San Telmo began to attract wealthier residents after the establishment of gas mains, lighting, sewers, running water and paved, cobblestone streets. These residents moved into the newly built mansions and grand homes. This splendor ended very quickly after a cholera epidemic arrived in 1871 that killed more than 10,000 people. Cholera caused many people living in San Telmo to flee and move to neighboring Barrio Norte.
Due to this, San Telmo became extremely diverse, as waves of European immigrants made it their home. During the middle of the 20th century San Telmo starting attracting artists. Today San Telmo reflects all of this history: it is a Bohemian enclave, a gritty but charming city neighborhood, and a center for tango dancing.

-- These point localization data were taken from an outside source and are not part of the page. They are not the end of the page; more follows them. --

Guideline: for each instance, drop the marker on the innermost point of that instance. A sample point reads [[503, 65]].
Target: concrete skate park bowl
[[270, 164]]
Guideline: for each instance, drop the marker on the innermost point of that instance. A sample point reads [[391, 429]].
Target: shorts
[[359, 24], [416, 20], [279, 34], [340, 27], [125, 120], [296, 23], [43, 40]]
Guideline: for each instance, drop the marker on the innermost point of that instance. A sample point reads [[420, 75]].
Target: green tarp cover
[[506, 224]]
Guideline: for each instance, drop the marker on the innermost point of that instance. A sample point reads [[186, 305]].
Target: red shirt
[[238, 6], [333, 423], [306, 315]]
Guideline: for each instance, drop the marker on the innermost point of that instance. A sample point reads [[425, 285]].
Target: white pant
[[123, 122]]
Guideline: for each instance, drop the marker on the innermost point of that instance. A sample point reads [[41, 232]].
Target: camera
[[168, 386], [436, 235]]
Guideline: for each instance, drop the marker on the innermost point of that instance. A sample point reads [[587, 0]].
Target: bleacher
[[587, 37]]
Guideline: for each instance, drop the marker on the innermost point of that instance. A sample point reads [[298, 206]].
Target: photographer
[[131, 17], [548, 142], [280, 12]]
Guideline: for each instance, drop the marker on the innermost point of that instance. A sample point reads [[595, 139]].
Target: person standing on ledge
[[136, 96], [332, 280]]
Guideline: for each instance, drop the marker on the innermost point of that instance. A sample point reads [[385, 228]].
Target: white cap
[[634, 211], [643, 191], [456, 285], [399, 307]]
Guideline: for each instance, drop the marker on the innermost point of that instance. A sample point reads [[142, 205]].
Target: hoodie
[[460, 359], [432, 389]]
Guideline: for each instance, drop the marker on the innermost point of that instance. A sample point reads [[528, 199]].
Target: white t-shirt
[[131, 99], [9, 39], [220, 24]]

San Telmo has become one of my favorite barrios in Buenos Aires: not as trendy as the Palermo neighborhood nor as posh as Recoleta, its streets lined with designer shops. I have been happily absorbed by the sights of the market and the grand old neighborhood each of the three times I have had the occasion to visit: content to wander with my camera to try to capture images and inspiration from the vintage prizes, forgotten objects and antiques from Argentina’s glory days. San Telmo and the Sunday market has it all: beauty, history, life and decay and especially the promise of treasure buried in the next carton. I cannot wait to return.